I decided to give the skirt idea a try today.  It took about 2 hours of time to build the monstrosity, but now it’s done and installed.  I happened to have some old #8 hardware cloth from previous bee experiments and scrap wood to make the skirt. The screen bottom will let any rain through but not any caterpillars.  

I filled the skirt assembly up with sawdust.  I’m guessing that once the earth pupators get their feet all covered with fine sawdust, they’re not going to be able to easily climb up and over the walls of the skirt very easily.  The skirt is about 7” tall.

After building the skirt thing, I think you’re right; going back to the bucket system may have been wiser!  Live and learn.  I do a lot of learning the hard way unfortunately…...

BlueBee:
Interestingly I have a large green version of the Imperial Moth and a brown version on my birch tree.  They are both about 4.5” long and still eating.  They’re bigger than tomato worms.  They really seem to like my birch tree (Betula Nigra Fox Valley).  This form of birch is really more like a bush and it can be covered in tulle to protect the caterpillars from the wasps and birds.

BlueBee:
Success! 



I was amazed to find 3 large Imperial moth caterpillars got fooled by my earth pupator trap.  These pupae are kind of interesting, they have little spines on their surface.  When you hold them in your hand, they almost feel like sandpaper.  They’re kind of spiky.  On some moths you can tell their sex by the size of their antenna and/or the 4th segment down from their wings.  From what I’ve read, I think I have my photo marked properly.  I got a 50:50 chance of being right…..or wrong :)

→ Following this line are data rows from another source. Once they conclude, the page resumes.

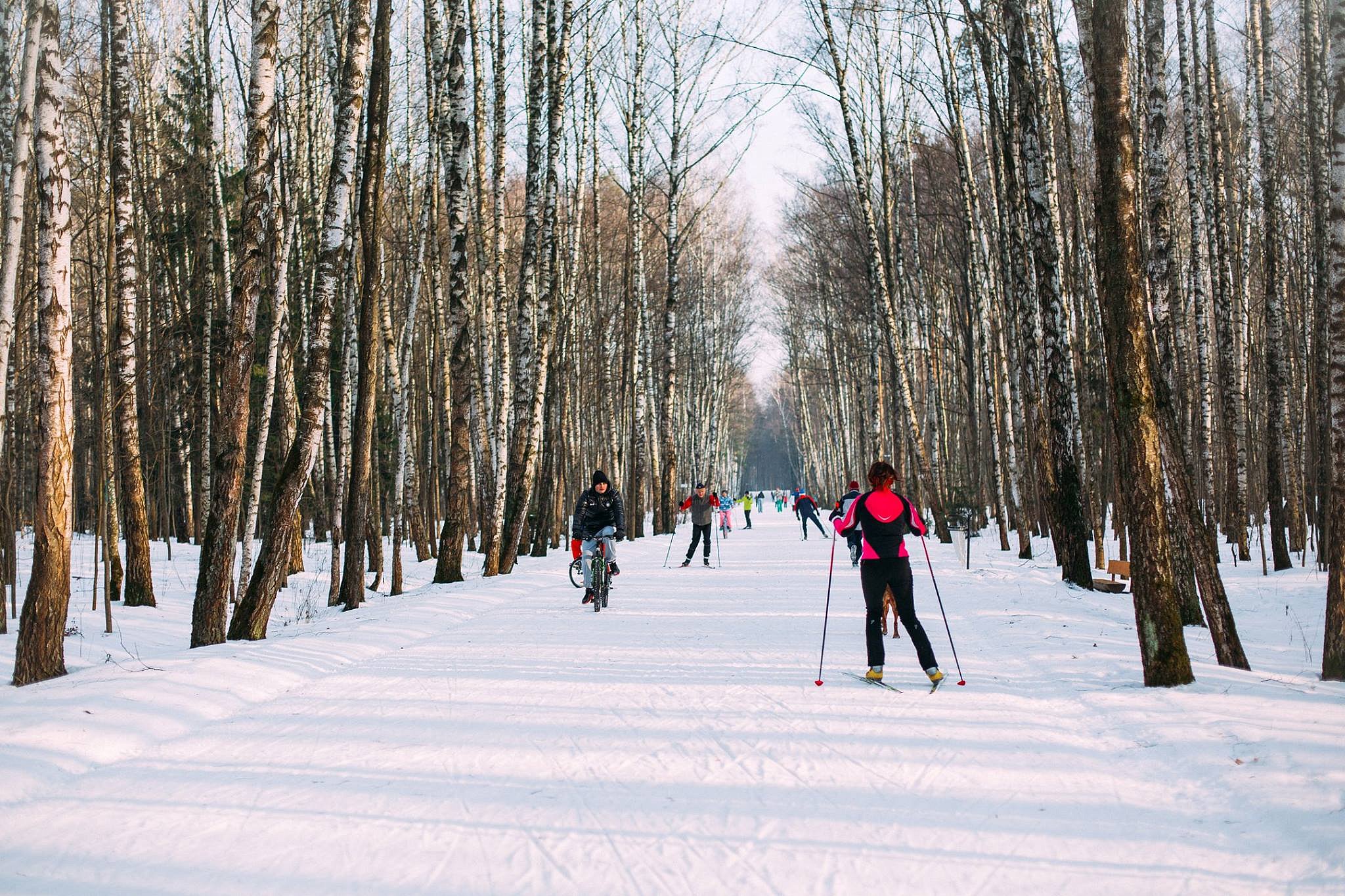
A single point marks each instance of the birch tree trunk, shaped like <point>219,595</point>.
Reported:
<point>1225,322</point>
<point>1126,328</point>
<point>537,272</point>
<point>278,314</point>
<point>879,281</point>
<point>217,554</point>
<point>39,649</point>
<point>137,582</point>
<point>494,534</point>
<point>1274,296</point>
<point>362,429</point>
<point>1333,647</point>
<point>1059,465</point>
<point>11,228</point>
<point>254,612</point>
<point>456,165</point>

I trapped these imperial moths caterpillars in a trap I set under the tree they were on.  Here’s a photo of a trap under a little walnut tree. 



The traps worked surprisingly well.  This one is just a plant pot that was sliced down a side, slipped around the walnut tree and about 1/3 filled with sawdust.  It turns out that most of the caterpillars’ have legs that are designed to grip tree stems, but not plastic container walls.  So they end up crawling down the tree, into the plastic container and since they can’t climb the container walls they give up and decide to pupate inside the container.  I then pull the bucket and collect the pupae.   

MrILoveTheAnts:
I'm glad to see this worked out so well.